A contextualização é algo que me instiga. Em meu caso isso equivale a dizer que tirar do contexto também me atrai. Na década de 1980, a Martin Claret publicou a coleção “O pensamento vivo”. Eu me lembrei, hoje pela manhã, do volume dedicado ao Jorge Luis Borges.
Na diagramação que faziam, havia máximas destacadas em algumas das páginas. No volume da coleção dedicado ao argentino, havia a seguinte: “Minha sepultura será o ar insondável”. Era algo que eu gostava de ler pela sonoridade (ainda que se trate de uma tradução), pela sensação que as palavras despertavam. Era um prazer que não passava por processos analíticos.
Em meus catorze ou quinze anos, eu achava a frase bonita, sonora; ainda acho. Eu não me preocupava em entendê-la; ainda não me preocupo. Bastavam-me os sons, a beleza etérea do que a frase me passava; compreender não era necessário. Mesmo hoje, existe essa não preocupação em analisar o trecho.
Anos depois, lendo a obra de Borges, eu me deparo com “minha sepultura será o ar insondável”. O trecho está no conto “A biblioteca de Babel”, do livro “Ficções”. Retiro o trecho de seu contexto e o cito abaixo, valendo-me de parte do parágrafo em que ele está. A tradução é de Carlos Nejar; a revisão da tradução, de Maria Carolina de Araujo:
“Como todos os homens da Biblioteca, viajei na minha juventude; peregrinei em busca de um livro, talvez do catálogo de catálogos; agora que meus olhos quase não podem decifrar o que escrevo, preparo-me para morrer, a poucas léguas do hexágono em que nasci. Morto, não faltarão mãos piedosas que me joguem pela balaustrada; minha sepultura será o ar insondável; meu corpo cairá demoradamente e se corromperá e dissolverá no vento gerado pela queda, que é infinita”.
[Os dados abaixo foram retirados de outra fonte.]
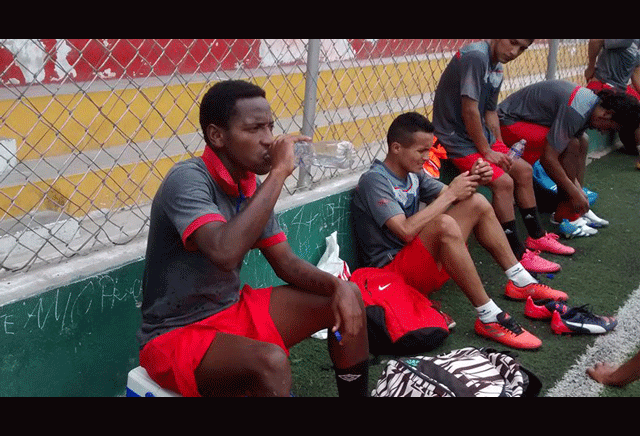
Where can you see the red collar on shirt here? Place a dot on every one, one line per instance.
(247, 185)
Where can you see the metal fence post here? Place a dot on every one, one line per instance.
(552, 59)
(310, 99)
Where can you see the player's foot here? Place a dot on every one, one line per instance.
(507, 332)
(532, 262)
(580, 320)
(537, 291)
(543, 309)
(572, 229)
(549, 243)
(594, 221)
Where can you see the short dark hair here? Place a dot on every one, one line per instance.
(626, 109)
(218, 104)
(405, 125)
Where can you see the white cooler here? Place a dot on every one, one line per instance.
(139, 384)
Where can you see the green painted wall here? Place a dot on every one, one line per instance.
(79, 339)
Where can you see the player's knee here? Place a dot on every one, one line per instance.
(522, 172)
(446, 227)
(272, 373)
(503, 185)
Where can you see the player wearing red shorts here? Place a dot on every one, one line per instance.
(201, 333)
(464, 116)
(552, 116)
(427, 246)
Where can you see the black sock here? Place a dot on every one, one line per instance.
(532, 222)
(354, 381)
(514, 240)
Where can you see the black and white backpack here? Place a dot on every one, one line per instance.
(466, 372)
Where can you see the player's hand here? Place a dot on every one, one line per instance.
(348, 310)
(483, 169)
(499, 159)
(464, 185)
(281, 152)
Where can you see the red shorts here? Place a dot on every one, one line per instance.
(419, 269)
(596, 85)
(171, 358)
(465, 163)
(534, 134)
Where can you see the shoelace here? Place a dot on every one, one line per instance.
(585, 310)
(511, 325)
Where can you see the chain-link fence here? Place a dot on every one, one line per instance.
(88, 128)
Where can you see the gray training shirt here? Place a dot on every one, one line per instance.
(180, 284)
(379, 196)
(562, 106)
(471, 74)
(616, 62)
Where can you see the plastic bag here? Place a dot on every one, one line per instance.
(330, 262)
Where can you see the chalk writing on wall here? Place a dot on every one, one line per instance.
(64, 307)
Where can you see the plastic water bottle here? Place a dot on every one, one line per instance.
(516, 149)
(325, 154)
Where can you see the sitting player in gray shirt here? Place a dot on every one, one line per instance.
(615, 64)
(428, 246)
(201, 333)
(466, 123)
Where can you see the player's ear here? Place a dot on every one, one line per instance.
(215, 134)
(394, 147)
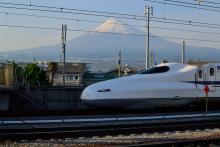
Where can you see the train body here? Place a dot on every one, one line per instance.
(164, 85)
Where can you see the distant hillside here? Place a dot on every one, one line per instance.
(101, 44)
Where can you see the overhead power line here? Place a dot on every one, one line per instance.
(100, 13)
(114, 33)
(187, 22)
(70, 19)
(94, 21)
(184, 5)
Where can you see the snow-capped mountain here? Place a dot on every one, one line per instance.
(101, 44)
(115, 26)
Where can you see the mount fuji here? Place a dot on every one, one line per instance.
(106, 40)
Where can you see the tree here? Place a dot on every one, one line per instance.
(34, 75)
(52, 68)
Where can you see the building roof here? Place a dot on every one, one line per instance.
(72, 68)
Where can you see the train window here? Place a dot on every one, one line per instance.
(200, 73)
(211, 71)
(155, 70)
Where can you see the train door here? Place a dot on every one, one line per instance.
(200, 78)
(211, 77)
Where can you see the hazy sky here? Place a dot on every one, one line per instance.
(20, 38)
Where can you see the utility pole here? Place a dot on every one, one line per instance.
(63, 43)
(119, 64)
(148, 11)
(183, 52)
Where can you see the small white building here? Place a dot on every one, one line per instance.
(72, 75)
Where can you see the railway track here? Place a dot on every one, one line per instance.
(88, 126)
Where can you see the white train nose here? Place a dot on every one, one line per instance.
(87, 94)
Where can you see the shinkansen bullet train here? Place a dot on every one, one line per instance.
(167, 84)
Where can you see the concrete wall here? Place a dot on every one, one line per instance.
(49, 99)
(4, 101)
(2, 76)
(9, 75)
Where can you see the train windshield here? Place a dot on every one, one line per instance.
(154, 70)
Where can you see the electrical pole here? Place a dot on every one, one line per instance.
(63, 43)
(119, 64)
(183, 52)
(148, 12)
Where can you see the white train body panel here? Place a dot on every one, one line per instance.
(178, 84)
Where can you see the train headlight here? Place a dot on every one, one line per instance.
(104, 90)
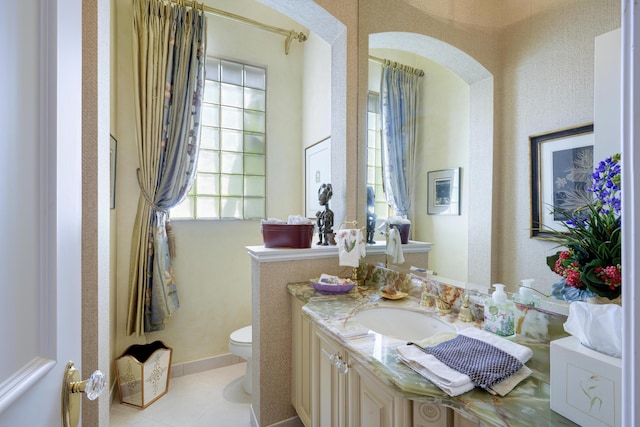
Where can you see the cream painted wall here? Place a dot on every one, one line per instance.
(212, 266)
(316, 96)
(548, 84)
(443, 142)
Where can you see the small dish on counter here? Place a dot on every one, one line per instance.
(332, 288)
(397, 295)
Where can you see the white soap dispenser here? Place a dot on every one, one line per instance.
(526, 295)
(499, 313)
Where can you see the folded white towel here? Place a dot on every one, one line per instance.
(351, 246)
(449, 380)
(394, 247)
(455, 383)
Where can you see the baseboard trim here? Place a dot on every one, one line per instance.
(187, 368)
(206, 364)
(291, 422)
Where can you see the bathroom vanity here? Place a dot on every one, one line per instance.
(346, 375)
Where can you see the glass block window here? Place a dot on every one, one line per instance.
(374, 155)
(230, 179)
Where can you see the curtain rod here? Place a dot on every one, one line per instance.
(289, 34)
(417, 71)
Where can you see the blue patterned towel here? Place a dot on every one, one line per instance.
(485, 364)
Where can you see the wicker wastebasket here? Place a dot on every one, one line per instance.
(143, 373)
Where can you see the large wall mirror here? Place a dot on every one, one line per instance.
(454, 130)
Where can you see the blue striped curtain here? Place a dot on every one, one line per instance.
(398, 111)
(169, 68)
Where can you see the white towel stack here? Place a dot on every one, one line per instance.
(351, 246)
(394, 246)
(455, 383)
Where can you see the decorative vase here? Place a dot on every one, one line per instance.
(561, 291)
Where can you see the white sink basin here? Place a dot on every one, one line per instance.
(403, 324)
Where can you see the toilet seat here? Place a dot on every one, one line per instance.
(242, 336)
(240, 344)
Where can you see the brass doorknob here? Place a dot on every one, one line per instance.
(71, 389)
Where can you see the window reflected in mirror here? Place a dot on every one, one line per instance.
(374, 157)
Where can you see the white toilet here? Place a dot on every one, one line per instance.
(240, 342)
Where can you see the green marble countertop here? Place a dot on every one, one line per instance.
(527, 405)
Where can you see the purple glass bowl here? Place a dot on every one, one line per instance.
(325, 288)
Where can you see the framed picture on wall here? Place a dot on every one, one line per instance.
(317, 172)
(443, 192)
(561, 168)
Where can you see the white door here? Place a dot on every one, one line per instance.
(40, 218)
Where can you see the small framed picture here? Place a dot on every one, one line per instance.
(443, 192)
(561, 168)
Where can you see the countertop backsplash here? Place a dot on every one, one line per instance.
(538, 324)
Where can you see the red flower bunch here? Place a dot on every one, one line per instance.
(610, 275)
(568, 267)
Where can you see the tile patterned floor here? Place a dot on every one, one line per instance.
(212, 398)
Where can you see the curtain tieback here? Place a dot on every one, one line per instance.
(147, 197)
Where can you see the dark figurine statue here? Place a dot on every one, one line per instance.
(371, 217)
(325, 218)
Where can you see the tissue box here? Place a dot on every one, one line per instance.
(297, 236)
(586, 386)
(403, 229)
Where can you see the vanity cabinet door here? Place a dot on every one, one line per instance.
(301, 362)
(329, 384)
(375, 404)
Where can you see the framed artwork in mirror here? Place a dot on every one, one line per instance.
(443, 192)
(561, 168)
(317, 172)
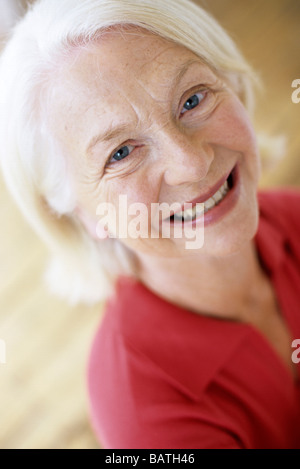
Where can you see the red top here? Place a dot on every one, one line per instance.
(162, 377)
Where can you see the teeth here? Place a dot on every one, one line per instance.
(198, 209)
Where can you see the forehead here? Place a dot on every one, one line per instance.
(120, 60)
(124, 76)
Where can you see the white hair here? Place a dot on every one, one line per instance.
(33, 165)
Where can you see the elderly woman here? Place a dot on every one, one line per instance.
(135, 117)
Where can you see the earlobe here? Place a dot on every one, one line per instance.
(92, 226)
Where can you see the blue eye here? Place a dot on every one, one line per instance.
(192, 102)
(123, 152)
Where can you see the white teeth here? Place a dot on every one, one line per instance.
(199, 209)
(218, 196)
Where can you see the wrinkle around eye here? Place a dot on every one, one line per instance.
(125, 167)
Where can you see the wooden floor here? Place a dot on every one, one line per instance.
(43, 400)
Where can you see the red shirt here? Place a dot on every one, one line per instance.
(164, 377)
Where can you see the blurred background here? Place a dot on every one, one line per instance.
(43, 399)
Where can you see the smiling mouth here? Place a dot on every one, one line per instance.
(200, 208)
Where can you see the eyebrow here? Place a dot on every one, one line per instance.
(111, 133)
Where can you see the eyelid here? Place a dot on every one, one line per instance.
(204, 91)
(110, 158)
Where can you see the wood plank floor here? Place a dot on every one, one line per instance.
(43, 400)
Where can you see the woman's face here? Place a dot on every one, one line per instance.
(143, 120)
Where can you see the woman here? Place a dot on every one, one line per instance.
(134, 117)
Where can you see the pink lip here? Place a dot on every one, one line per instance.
(207, 195)
(225, 206)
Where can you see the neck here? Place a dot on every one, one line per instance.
(223, 287)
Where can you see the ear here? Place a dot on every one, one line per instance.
(94, 227)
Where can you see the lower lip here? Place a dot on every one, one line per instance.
(215, 214)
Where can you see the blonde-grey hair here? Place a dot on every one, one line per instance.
(35, 171)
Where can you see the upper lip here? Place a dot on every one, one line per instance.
(205, 196)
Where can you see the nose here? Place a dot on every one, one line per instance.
(186, 156)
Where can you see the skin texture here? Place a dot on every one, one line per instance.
(141, 82)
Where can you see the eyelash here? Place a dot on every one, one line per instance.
(203, 91)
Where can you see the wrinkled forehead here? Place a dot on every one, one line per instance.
(120, 58)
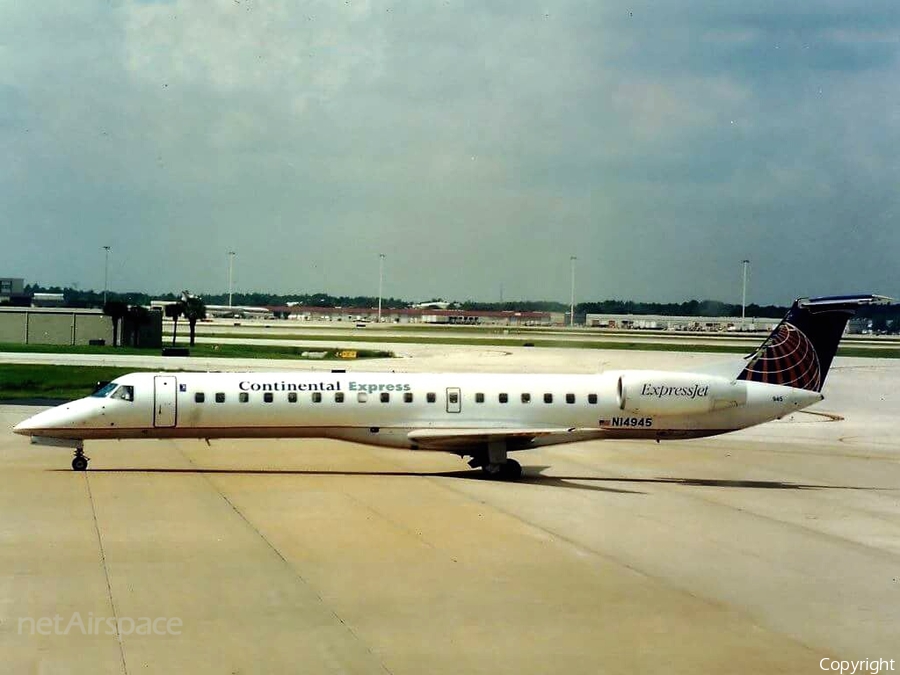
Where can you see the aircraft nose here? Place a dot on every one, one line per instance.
(47, 421)
(23, 428)
(28, 426)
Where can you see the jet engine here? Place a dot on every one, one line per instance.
(667, 393)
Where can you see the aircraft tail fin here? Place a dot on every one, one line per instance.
(799, 351)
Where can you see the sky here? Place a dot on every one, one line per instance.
(477, 145)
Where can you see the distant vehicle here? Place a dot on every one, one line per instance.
(484, 417)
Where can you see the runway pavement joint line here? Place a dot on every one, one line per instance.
(112, 602)
(287, 564)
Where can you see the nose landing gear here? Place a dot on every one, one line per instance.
(79, 463)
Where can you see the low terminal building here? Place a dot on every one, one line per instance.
(41, 326)
(700, 324)
(418, 315)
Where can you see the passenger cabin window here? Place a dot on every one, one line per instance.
(124, 393)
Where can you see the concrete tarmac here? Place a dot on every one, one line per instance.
(762, 551)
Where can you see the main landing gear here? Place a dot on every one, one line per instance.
(508, 470)
(495, 464)
(79, 463)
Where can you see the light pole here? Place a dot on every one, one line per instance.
(106, 274)
(231, 255)
(746, 264)
(572, 259)
(380, 282)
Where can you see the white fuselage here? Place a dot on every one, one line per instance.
(400, 410)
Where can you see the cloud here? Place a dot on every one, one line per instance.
(474, 144)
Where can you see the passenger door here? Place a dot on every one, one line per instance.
(164, 401)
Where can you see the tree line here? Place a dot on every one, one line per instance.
(883, 315)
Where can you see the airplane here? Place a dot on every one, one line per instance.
(481, 416)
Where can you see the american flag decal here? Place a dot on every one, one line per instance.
(787, 358)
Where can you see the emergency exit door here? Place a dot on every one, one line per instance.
(164, 401)
(454, 399)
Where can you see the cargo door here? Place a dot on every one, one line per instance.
(164, 402)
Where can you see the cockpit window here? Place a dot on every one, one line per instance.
(125, 392)
(106, 390)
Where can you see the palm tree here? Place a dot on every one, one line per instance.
(116, 310)
(194, 310)
(173, 311)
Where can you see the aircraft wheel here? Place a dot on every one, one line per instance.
(511, 470)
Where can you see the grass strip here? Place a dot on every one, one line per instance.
(206, 350)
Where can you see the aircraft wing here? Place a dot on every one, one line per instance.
(453, 440)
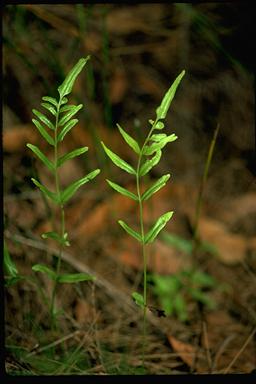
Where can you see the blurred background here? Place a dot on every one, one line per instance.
(136, 51)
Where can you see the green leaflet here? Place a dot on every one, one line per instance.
(158, 226)
(50, 108)
(74, 278)
(66, 129)
(118, 161)
(44, 119)
(42, 157)
(138, 298)
(155, 187)
(71, 189)
(150, 149)
(158, 137)
(122, 190)
(70, 155)
(69, 114)
(46, 270)
(53, 196)
(159, 124)
(43, 132)
(149, 164)
(66, 87)
(55, 236)
(50, 100)
(129, 140)
(66, 108)
(162, 110)
(129, 230)
(10, 268)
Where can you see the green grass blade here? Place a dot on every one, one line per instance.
(50, 100)
(158, 226)
(130, 231)
(118, 161)
(66, 87)
(74, 278)
(66, 129)
(69, 114)
(162, 110)
(51, 195)
(46, 270)
(155, 187)
(150, 149)
(149, 164)
(42, 157)
(122, 190)
(44, 119)
(71, 189)
(50, 108)
(71, 155)
(55, 236)
(138, 298)
(43, 132)
(129, 140)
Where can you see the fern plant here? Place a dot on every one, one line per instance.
(54, 129)
(149, 155)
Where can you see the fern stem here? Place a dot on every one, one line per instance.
(62, 224)
(142, 232)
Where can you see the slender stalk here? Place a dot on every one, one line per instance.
(142, 232)
(202, 185)
(62, 224)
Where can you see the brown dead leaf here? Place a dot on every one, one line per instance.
(231, 247)
(186, 351)
(83, 312)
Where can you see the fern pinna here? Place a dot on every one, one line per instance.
(149, 155)
(54, 129)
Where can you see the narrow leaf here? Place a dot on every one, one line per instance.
(74, 278)
(122, 190)
(50, 100)
(159, 225)
(66, 129)
(129, 140)
(50, 108)
(70, 155)
(66, 87)
(51, 195)
(168, 97)
(44, 119)
(129, 230)
(43, 132)
(44, 269)
(55, 236)
(150, 149)
(69, 191)
(155, 187)
(69, 114)
(138, 298)
(42, 157)
(66, 108)
(149, 164)
(118, 161)
(157, 137)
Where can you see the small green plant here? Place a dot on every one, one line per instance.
(54, 130)
(174, 292)
(149, 155)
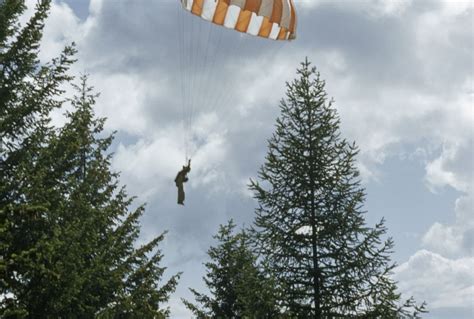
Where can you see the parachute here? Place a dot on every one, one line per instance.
(273, 19)
(205, 45)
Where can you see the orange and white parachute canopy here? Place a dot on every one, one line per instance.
(272, 19)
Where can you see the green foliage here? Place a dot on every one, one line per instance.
(67, 233)
(310, 222)
(238, 288)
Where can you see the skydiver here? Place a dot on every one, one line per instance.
(180, 179)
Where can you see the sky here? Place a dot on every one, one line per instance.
(401, 76)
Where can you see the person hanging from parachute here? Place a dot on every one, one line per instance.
(270, 19)
(180, 179)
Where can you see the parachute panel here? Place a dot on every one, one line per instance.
(272, 19)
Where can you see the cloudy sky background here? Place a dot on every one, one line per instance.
(401, 74)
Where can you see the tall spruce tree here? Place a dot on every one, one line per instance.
(238, 288)
(28, 92)
(67, 234)
(310, 222)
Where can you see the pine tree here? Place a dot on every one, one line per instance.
(239, 289)
(28, 92)
(310, 222)
(67, 234)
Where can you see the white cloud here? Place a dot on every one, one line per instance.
(441, 282)
(375, 8)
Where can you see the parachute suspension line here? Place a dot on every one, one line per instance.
(204, 88)
(181, 56)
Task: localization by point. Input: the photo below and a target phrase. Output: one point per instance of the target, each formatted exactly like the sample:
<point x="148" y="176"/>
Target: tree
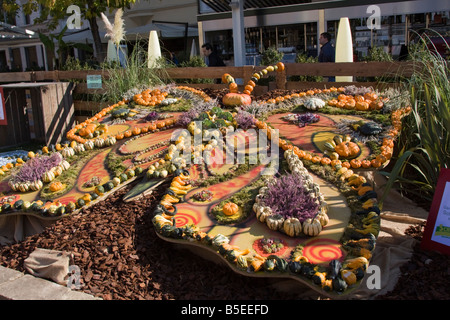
<point x="52" y="12"/>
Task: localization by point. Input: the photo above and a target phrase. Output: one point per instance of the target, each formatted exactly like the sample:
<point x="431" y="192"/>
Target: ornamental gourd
<point x="262" y="212"/>
<point x="67" y="152"/>
<point x="109" y="141"/>
<point x="323" y="218"/>
<point x="99" y="142"/>
<point x="79" y="148"/>
<point x="312" y="227"/>
<point x="89" y="145"/>
<point x="230" y="208"/>
<point x="347" y="149"/>
<point x="275" y="222"/>
<point x="55" y="186"/>
<point x="48" y="176"/>
<point x="236" y="99"/>
<point x="292" y="227"/>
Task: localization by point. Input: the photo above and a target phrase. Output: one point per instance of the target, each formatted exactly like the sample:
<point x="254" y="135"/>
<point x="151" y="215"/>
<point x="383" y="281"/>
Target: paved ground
<point x="15" y="285"/>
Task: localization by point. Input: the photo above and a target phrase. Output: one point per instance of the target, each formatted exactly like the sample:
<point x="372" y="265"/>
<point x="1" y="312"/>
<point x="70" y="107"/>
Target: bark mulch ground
<point x="121" y="258"/>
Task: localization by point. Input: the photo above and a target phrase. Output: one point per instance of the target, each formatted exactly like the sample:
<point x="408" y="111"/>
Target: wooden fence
<point x="367" y="70"/>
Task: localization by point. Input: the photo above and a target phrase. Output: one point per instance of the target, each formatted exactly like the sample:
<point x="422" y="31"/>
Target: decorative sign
<point x="437" y="230"/>
<point x="94" y="81"/>
<point x="2" y="108"/>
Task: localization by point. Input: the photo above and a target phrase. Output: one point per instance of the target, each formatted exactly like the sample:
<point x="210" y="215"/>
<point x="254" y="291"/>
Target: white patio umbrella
<point x="344" y="47"/>
<point x="154" y="50"/>
<point x="193" y="49"/>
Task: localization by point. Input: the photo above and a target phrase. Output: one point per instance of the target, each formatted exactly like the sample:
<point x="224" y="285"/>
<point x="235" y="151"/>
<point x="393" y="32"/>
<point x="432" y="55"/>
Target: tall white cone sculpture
<point x="344" y="47"/>
<point x="154" y="50"/>
<point x="111" y="54"/>
<point x="193" y="49"/>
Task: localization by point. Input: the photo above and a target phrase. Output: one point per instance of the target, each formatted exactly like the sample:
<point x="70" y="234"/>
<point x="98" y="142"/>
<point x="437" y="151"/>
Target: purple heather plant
<point x="34" y="168"/>
<point x="152" y="116"/>
<point x="188" y="116"/>
<point x="245" y="120"/>
<point x="307" y="118"/>
<point x="288" y="197"/>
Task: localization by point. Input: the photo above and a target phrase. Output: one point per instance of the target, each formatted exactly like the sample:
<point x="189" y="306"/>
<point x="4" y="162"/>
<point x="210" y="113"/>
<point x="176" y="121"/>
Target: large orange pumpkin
<point x="230" y="208"/>
<point x="347" y="149"/>
<point x="236" y="99"/>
Quando lia o “minha sepultura será o ar insondável” na edição da Marin Claret, eu pensava se tratar de um ensaio ou de um apontamento. Trata-se de ficção, de um conto; logo, há um narrador, que pode, ou não, concordar com Borges. Eu atribuía o trecho ao pensamento do poeta e contista, não ao pensamento de um narrador, mesmo ciente, é claro, de que o trecho pode ser um pensamento do Borges enunciado por um narrador inventado pelo contista.
Ter descoberto que o trecho é de um conto, de um narrador, e não de um apontamento ou de um ensaio, fez com que a citação se tornasse ainda mais magnética. No livro da Martin Claret, o trecho não estava no contexto original; saber que ele vem de uma ficção, e não de um texto referencial, torna atraente a decisão de atribuir ao Borges um enunciado que é de um de seus narradores.
Tiro do contexto mais um trecho borgiano, do conto “O jardim de veredas que se bifurcam”, também do livro “Ficções”. O trecho, retirado de seu contexto, passaria por opinião de articulista de algum jornal; tradutor e revisora são os profissionais mencionados acima: “Prevejo que o homem se resignará a cada dia a tarefas mais atrozes; breve só haverá guerreiros e bandidos”.
Saber do contexto pode fazer com que algo seja empobrecido ou enriquecido. Salvo engano foi durante o conflito em Kosovo (sinto que já contei essa história em algum outro texto; mas não estou certo disso): um superior disse a um soldado: “Deixa pra lá”. O soldado, momentos antes, encostando uma arma na cabeça de um prisioneiro, perguntara algo assim: “Posso atirar, comandante?”.